La Cour de cassation a en effet déformé la définition de la publicité indirecte en faveur d’une boisson alcoolique prévue à l’article L 3323-3 du code de la santé publique (3) en déclarant qu’« on entend par publicité illicite au sens des articles L 3323 -2, L 3323-3 et L 3351-7 du Code de la santé publique, tout acte en faveur d’un organisme, d’un service, d’une activité, d’un produit ou d’un article ayant pour effet, quelle qu’en soit la finalité, de rappeler une boisson alcoolique, sans satisfaire aux exigences de l’article L 3323-4 du même code ». Alors que la publicité indirecte en faveur d’une boisson alcoolique suppose l’existence d’une publicité en faveur d’un autre produit ou servie, la Cour de Cassation s’est contentée d’un « acte », c’est-à-dire en l’occurrence d’un article d’information.

  • Une sévérité mal fondée sur le plan juridique

Dans le Projet Deovino, le Conseil d’Etat se contente du sujet d’une chaîne thématique pour considérer qu’il ne peut être traité que dans un contexte et une finalité publicitaire. Ce mode de raisonnement ressemble fort à une condamnation à priori, fondée sur des présupposés aux lieu et place d’un examen des faits au regard des critères permettant de leur attribuer une qualification, dont découle la mise en œuvre des règles de droit qui leur sont applicables.

L’article 10 de la Convention Européenne des droits de l’homme (4) devrait donc retrouver son empire, dans la mesure où il n’est pas démontré que l’annulation prononcée par le Conseil d’Etat repose sur des faits qui correspondent de façon indiscutable de ceux qui justifient la restriction à la liberté d’expression résultant des dispositions de l’article L 3323-2, à savoir l’interdiction de toute publicité à la télévision en faveur d’une boisson alcoolique.
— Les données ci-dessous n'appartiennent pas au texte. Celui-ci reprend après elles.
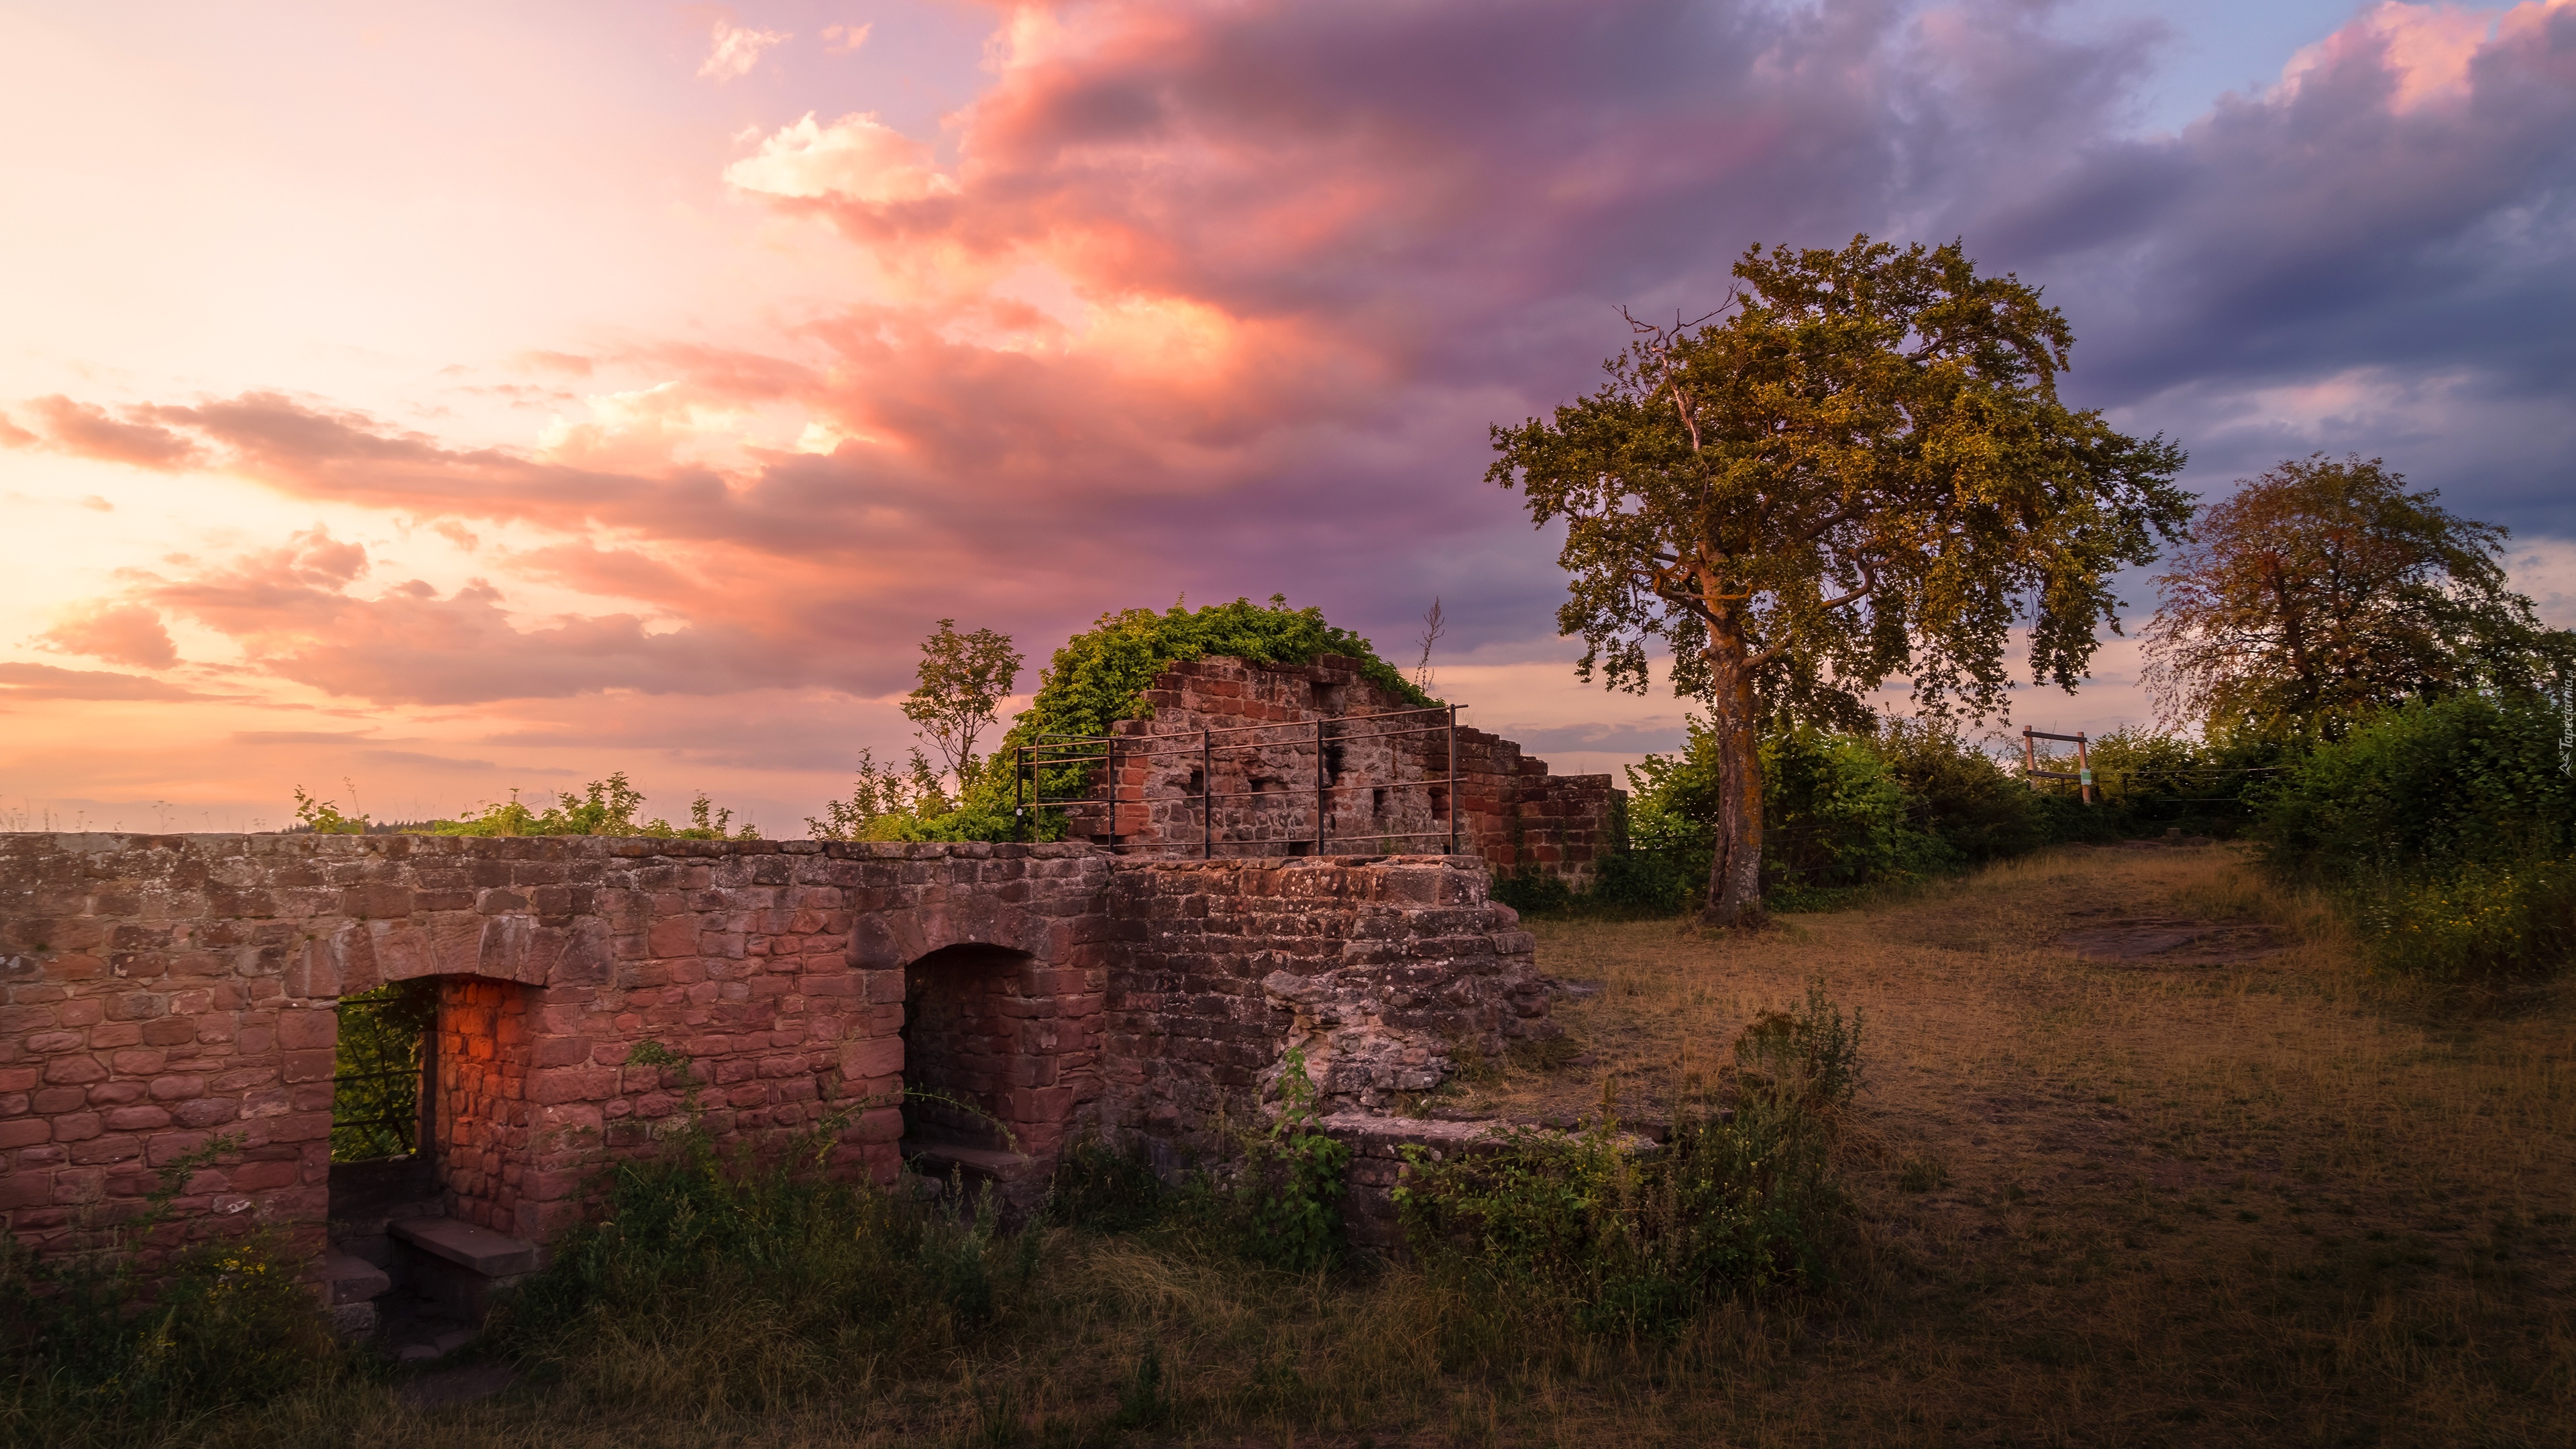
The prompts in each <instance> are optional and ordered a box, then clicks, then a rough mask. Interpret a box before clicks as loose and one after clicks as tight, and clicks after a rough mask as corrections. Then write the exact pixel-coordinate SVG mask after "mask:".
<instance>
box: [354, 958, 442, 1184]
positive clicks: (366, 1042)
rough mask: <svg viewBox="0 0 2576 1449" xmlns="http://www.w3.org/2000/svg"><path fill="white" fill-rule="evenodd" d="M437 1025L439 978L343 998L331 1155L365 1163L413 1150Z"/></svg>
mask: <svg viewBox="0 0 2576 1449" xmlns="http://www.w3.org/2000/svg"><path fill="white" fill-rule="evenodd" d="M435 1024H438V982H435V980H433V977H420V980H407V982H386V985H381V987H376V990H366V993H355V995H345V998H340V1042H337V1049H335V1060H332V1098H330V1158H332V1160H335V1163H366V1160H374V1158H394V1155H402V1152H410V1150H412V1140H415V1137H417V1132H420V1047H422V1036H425V1034H428V1031H430V1029H433V1026H435Z"/></svg>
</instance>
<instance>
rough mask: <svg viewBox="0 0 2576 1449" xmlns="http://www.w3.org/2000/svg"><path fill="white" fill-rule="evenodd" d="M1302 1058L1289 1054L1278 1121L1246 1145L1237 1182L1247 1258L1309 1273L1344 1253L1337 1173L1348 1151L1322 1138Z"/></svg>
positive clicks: (1339, 1184) (1298, 1049)
mask: <svg viewBox="0 0 2576 1449" xmlns="http://www.w3.org/2000/svg"><path fill="white" fill-rule="evenodd" d="M1314 1104H1316V1091H1314V1078H1309V1075H1306V1052H1301V1049H1291V1052H1288V1062H1285V1067H1283V1070H1280V1114H1278V1119H1275V1122H1273V1124H1270V1132H1267V1134H1265V1137H1255V1140H1252V1150H1249V1152H1247V1158H1244V1165H1242V1173H1239V1176H1236V1191H1239V1196H1242V1207H1244V1227H1247V1238H1244V1240H1247V1243H1249V1245H1252V1256H1255V1258H1260V1261H1265V1263H1273V1266H1278V1269H1288V1271H1298V1274H1306V1271H1314V1269H1321V1266H1327V1263H1332V1261H1334V1258H1337V1256H1340V1250H1342V1214H1340V1212H1337V1207H1334V1204H1337V1201H1340V1199H1342V1173H1345V1171H1347V1168H1350V1145H1347V1142H1337V1140H1332V1137H1327V1134H1324V1132H1321V1116H1316V1109H1314Z"/></svg>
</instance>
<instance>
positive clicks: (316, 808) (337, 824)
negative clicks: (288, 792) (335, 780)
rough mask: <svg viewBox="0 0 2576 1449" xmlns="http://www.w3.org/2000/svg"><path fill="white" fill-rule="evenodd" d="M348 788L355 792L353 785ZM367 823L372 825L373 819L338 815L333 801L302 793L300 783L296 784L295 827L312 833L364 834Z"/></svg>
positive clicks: (345, 783)
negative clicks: (298, 785) (313, 796)
mask: <svg viewBox="0 0 2576 1449" xmlns="http://www.w3.org/2000/svg"><path fill="white" fill-rule="evenodd" d="M340 784H348V781H340ZM350 789H353V792H355V786H350ZM368 825H374V820H368V817H366V815H340V807H337V804H335V802H330V799H314V797H309V794H304V786H301V784H299V786H296V828H301V830H312V833H314V835H366V830H368Z"/></svg>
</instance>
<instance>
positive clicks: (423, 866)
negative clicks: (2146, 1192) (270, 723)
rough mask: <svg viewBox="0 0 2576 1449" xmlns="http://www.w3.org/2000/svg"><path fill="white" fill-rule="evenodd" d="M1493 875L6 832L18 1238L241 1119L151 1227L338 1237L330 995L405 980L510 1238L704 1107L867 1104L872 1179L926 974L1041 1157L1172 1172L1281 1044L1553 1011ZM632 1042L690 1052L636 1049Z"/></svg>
mask: <svg viewBox="0 0 2576 1449" xmlns="http://www.w3.org/2000/svg"><path fill="white" fill-rule="evenodd" d="M1486 884H1489V882H1486V874H1484V869H1479V866H1476V864H1471V861H1466V859H1437V856H1409V859H1406V856H1399V859H1368V856H1358V859H1306V861H1285V859H1224V861H1151V859H1113V856H1108V853H1103V851H1097V848H1092V846H984V843H969V846H871V843H814V841H600V838H531V841H489V838H474V841H464V838H420V835H361V838H353V835H0V1227H5V1230H8V1232H13V1235H18V1238H21V1240H26V1243H31V1245H36V1248H77V1245H90V1243H100V1240H103V1238H106V1232H108V1230H111V1227H113V1225H118V1222H126V1220H131V1217H134V1214H137V1212H142V1204H144V1199H147V1194H149V1191H152V1189H155V1186H157V1183H160V1168H167V1165H170V1163H173V1160H178V1158H183V1155H188V1152H193V1150H201V1147H206V1145H211V1142H216V1140H219V1137H222V1140H227V1147H224V1150H222V1155H216V1158H214V1160H211V1163H209V1165H204V1168H201V1171H196V1173H191V1176H188V1178H185V1181H183V1183H180V1194H178V1199H175V1201H173V1217H170V1222H167V1227H165V1243H175V1240H183V1238H191V1235H206V1232H219V1230H224V1227H227V1225H250V1222H260V1225H270V1227H281V1230H286V1232H291V1235H299V1238H304V1240H307V1243H309V1245H312V1248H319V1240H322V1227H325V1220H327V1209H330V1101H332V1083H330V1075H332V1047H335V1042H337V1011H335V1006H337V998H340V995H343V993H361V990H371V987H376V985H381V982H389V980H415V977H438V982H440V987H438V990H440V1011H438V1026H435V1060H438V1065H435V1073H433V1075H435V1083H433V1085H435V1093H433V1119H435V1134H433V1137H435V1171H438V1178H440V1183H438V1186H440V1191H443V1201H446V1209H448V1214H451V1217H464V1220H471V1222H477V1225H482V1227H492V1230H500V1232H507V1235H518V1238H531V1240H544V1238H551V1235H554V1232H556V1230H562V1227H567V1225H572V1222H574V1220H577V1217H580V1214H582V1209H585V1204H582V1191H585V1183H587V1181H590V1178H592V1168H595V1165H598V1163H600V1160H603V1155H626V1152H652V1150H654V1142H657V1132H659V1129H667V1127H675V1124H677V1122H680V1119H683V1116H680V1114H683V1109H685V1098H688V1096H690V1091H696V1093H698V1109H701V1114H703V1116H701V1122H703V1124H706V1129H708V1132H714V1134H716V1137H724V1140H742V1137H752V1140H760V1137H775V1134H786V1132H801V1129H811V1127H814V1124H819V1122H824V1119H827V1116H832V1114H842V1111H848V1114H850V1116H848V1122H845V1124H842V1127H840V1129H837V1132H840V1145H837V1150H835V1155H832V1163H835V1165H837V1168H840V1171H848V1173H871V1176H876V1178H881V1181H891V1176H894V1168H896V1140H899V1134H902V1114H899V1111H896V1109H894V1106H891V1104H894V1098H896V1093H899V1088H902V1080H904V1075H907V1060H904V1036H902V1029H904V1003H907V980H909V982H912V985H914V987H917V998H922V993H935V990H943V993H945V1006H943V1008H938V1011H925V1021H927V1031H930V1034H927V1036H925V1055H922V1062H914V1067H917V1070H933V1073H953V1075H961V1078H963V1075H969V1073H971V1075H974V1080H961V1083H958V1085H966V1088H969V1093H971V1096H974V1098H976V1104H979V1106H984V1109H987V1111H992V1114H994V1116H997V1119H1002V1122H1005V1124H1007V1129H1010V1140H1012V1145H1015V1147H1018V1150H1020V1152H1028V1155H1030V1158H1036V1163H1033V1168H1038V1171H1041V1173H1043V1168H1046V1163H1051V1158H1054V1155H1056V1150H1059V1147H1061V1145H1064V1142H1066V1137H1072V1134H1074V1132H1087V1129H1095V1127H1103V1129H1110V1132H1121V1134H1126V1132H1133V1134H1141V1137H1146V1140H1151V1142H1157V1145H1159V1147H1162V1155H1164V1158H1167V1160H1170V1158H1175V1155H1177V1152H1182V1150H1190V1147H1193V1145H1206V1142H1208V1132H1211V1124H1208V1116H1211V1114H1216V1111H1236V1114H1255V1111H1257V1104H1260V1096H1262V1091H1265V1085H1270V1083H1275V1078H1278V1070H1280V1060H1283V1057H1285V1052H1288V1049H1291V1047H1301V1049H1306V1055H1309V1062H1311V1073H1314V1075H1316V1080H1319V1083H1324V1091H1327V1096H1329V1104H1332V1106H1334V1109H1381V1106H1386V1104H1391V1101H1396V1098H1399V1096H1401V1093H1409V1091H1427V1088H1432V1085H1437V1083H1440V1078H1443V1075H1445V1073H1448V1067H1450V1062H1453V1060H1455V1055H1458V1052H1468V1049H1473V1052H1499V1049H1502V1044H1504V1042H1507V1039H1512V1036H1533V1034H1548V1031H1553V1026H1551V1024H1548V1021H1546V993H1543V990H1540V985H1538V980H1535V975H1533V969H1530V936H1528V933H1522V931H1520V928H1517V918H1515V915H1512V913H1510V910H1507V908H1499V905H1494V902H1492V900H1489V895H1486ZM969 977H971V980H969ZM644 1042H659V1044H662V1047H667V1049H670V1052H675V1055H677V1057H680V1060H685V1067H659V1065H629V1062H631V1057H634V1052H636V1047H639V1044H644ZM930 1085H943V1083H930Z"/></svg>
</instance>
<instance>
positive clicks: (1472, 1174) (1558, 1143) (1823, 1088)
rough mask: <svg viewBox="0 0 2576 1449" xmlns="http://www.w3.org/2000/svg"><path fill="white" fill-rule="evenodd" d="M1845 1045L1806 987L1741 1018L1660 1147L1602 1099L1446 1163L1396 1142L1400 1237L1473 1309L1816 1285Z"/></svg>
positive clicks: (1819, 998) (1396, 1204)
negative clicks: (1558, 1130) (1698, 1090)
mask: <svg viewBox="0 0 2576 1449" xmlns="http://www.w3.org/2000/svg"><path fill="white" fill-rule="evenodd" d="M1747 1042H1749V1047H1747ZM1857 1049H1860V1021H1857V1018H1852V1021H1844V1018H1842V1011H1839V1008H1834V1003H1832V1000H1826V998H1824V990H1821V987H1811V993H1808V1000H1806V1006H1803V1008H1801V1011H1783V1013H1767V1016H1765V1018H1762V1021H1757V1024H1754V1026H1752V1029H1747V1034H1744V1042H1739V1057H1741V1060H1747V1062H1752V1067H1749V1070H1741V1073H1739V1078H1736V1091H1734V1101H1731V1104H1726V1106H1721V1104H1718V1101H1716V1098H1710V1096H1705V1093H1703V1096H1692V1098H1685V1101H1682V1104H1680V1109H1677V1114H1674V1122H1672V1134H1669V1140H1667V1142H1664V1145H1662V1147H1654V1150H1646V1147H1643V1145H1641V1142H1636V1140H1633V1137H1628V1134H1623V1132H1620V1127H1618V1116H1615V1111H1613V1109H1610V1104H1607V1101H1605V1106H1602V1111H1600V1116H1595V1119H1592V1124H1589V1127H1584V1129H1582V1132H1551V1129H1538V1127H1504V1129H1499V1132H1497V1134H1494V1137H1492V1140H1486V1142H1481V1145H1476V1147H1471V1150H1466V1152H1458V1155H1453V1158H1448V1160H1435V1158H1432V1155H1430V1152H1425V1150H1406V1168H1404V1181H1401V1183H1399V1186H1396V1191H1394V1196H1396V1207H1399V1214H1401V1220H1404V1232H1406V1243H1409V1245H1412V1248H1414V1253H1417V1256H1419V1258H1422V1261H1425V1266H1427V1269H1430V1271H1432V1274H1435V1276H1440V1279H1448V1281H1453V1284H1458V1287H1463V1289H1468V1292H1471V1294H1473V1299H1476V1302H1481V1305H1486V1312H1510V1315H1540V1312H1558V1310H1561V1312H1571V1318H1574V1320H1577V1323H1579V1325H1582V1328H1587V1330H1592V1333H1633V1330H1672V1328H1677V1325H1680V1323H1685V1320H1690V1318H1692V1315H1695V1312H1698V1310H1700V1307H1703V1305H1705V1302H1710V1299H1716V1297H1721V1294H1731V1292H1747V1294H1770V1292H1790V1289H1803V1287H1814V1284H1819V1281H1824V1276H1826V1263H1829V1258H1826V1248H1829V1243H1832V1238H1834V1232H1837V1227H1839V1220H1842V1212H1844V1209H1842V1194H1839V1189H1837V1186H1834V1181H1832V1173H1829V1160H1826V1147H1829V1142H1832V1132H1834V1122H1837V1111H1834V1109H1837V1106H1842V1104H1847V1101H1850V1093H1852V1091H1857V1085H1860V1055H1857Z"/></svg>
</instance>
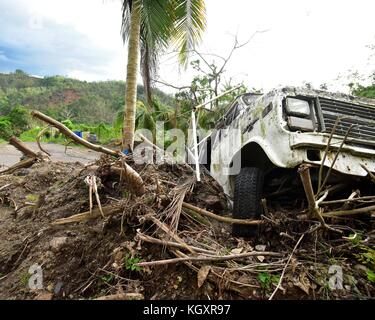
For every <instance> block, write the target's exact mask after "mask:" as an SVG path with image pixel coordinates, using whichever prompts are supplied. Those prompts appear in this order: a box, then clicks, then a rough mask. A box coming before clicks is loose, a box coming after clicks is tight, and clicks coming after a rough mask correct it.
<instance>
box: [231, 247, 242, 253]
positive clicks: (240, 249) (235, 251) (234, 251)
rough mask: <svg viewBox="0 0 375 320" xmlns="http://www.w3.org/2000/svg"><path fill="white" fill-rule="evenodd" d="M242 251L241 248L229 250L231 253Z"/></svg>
mask: <svg viewBox="0 0 375 320" xmlns="http://www.w3.org/2000/svg"><path fill="white" fill-rule="evenodd" d="M242 251H243V248H235V249H233V250H231V252H230V253H231V254H240V253H241V252H242Z"/></svg>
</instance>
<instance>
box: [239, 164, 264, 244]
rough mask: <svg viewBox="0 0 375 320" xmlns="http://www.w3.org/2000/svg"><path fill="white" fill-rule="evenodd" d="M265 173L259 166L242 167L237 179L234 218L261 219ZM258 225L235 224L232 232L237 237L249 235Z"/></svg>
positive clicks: (246, 236)
mask: <svg viewBox="0 0 375 320" xmlns="http://www.w3.org/2000/svg"><path fill="white" fill-rule="evenodd" d="M263 182H264V173H263V171H262V170H261V169H259V168H253V167H248V168H242V169H241V171H240V173H239V174H238V175H237V177H236V179H235V185H234V204H233V206H234V207H233V218H235V219H254V220H255V219H259V218H260V215H261V212H262V207H261V196H262V191H263ZM256 230H257V228H256V226H246V225H239V224H234V225H233V229H232V234H233V236H235V237H249V236H253V235H254V234H255V232H256Z"/></svg>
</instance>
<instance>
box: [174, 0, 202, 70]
mask: <svg viewBox="0 0 375 320" xmlns="http://www.w3.org/2000/svg"><path fill="white" fill-rule="evenodd" d="M174 4H175V8H174V15H175V17H174V20H175V29H174V34H173V36H174V41H175V43H176V45H177V47H178V48H179V52H180V54H179V58H180V62H181V64H182V65H186V63H187V58H188V52H189V51H190V50H192V49H193V48H194V46H195V44H196V43H197V42H198V41H200V40H201V39H202V35H203V32H204V30H205V28H206V7H205V2H204V0H174Z"/></svg>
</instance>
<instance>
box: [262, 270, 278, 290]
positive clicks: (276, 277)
mask: <svg viewBox="0 0 375 320" xmlns="http://www.w3.org/2000/svg"><path fill="white" fill-rule="evenodd" d="M258 280H259V282H260V286H261V288H262V289H263V290H264V291H269V290H271V288H272V285H273V284H278V282H279V281H280V276H278V275H271V274H269V273H268V272H262V273H259V274H258Z"/></svg>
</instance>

(1) CE 11 juillet 2012 n° 351253 Société Media Place Partners.
(2) Cass. 3 novembre 2004, n° 04-81123.
(3) Art. L 3323-3 Code de la santé publique « Est considérée comme propagande ou publicité indirecte la propagande ou publicité en faveur d’un organisme, d’un service, d’une activité, d’un produit ou d’un article autre qu’une boisson alcoolique qui, par son graphisme, sa présentation, l’utilisation d’une dénomination, d’une marque, d’un emblème publicitaire ou d’un autre signe distinctif, rappelle une boisson alcoolique.(…) ».
(4) Convention Européenne des droits de l’Homme, art.10 :
1.Toute personne a droit à la liberté d’expression. Ce droit comprend la liberté d’opinion et la liberté de recevoir ou de communiquer des informations ou des idées sans qu’il puisse y avoir ingérence d’autorités publiques et sans considération de frontière
Le présent article n’empêche pas les Etats de soumettre les entreprises de radiodiffusion, de cinéma ou de télévision à un régime d’autorisations.
2. L’exercice de ces libertés comportant des devoirs et des responsabilités peut être soumis à certaines formalités, conditions, restrictions ou sanctions prévues par la loi, qui constituent des mesures nécessaires dans une société démocratique , à la sécurité nationale, à l’intégrité territoriale ou à la sûreté publique, à la défense de l’ordre et à la prévention du crime, à la protection de la santé ou de la morale, à la protection de la réputation ou des droits d’autrui, pour empêcher la divulgation d’informations confidentielles ou pour garantir l’autorité et l’impartialité du pouvoir judiciaire.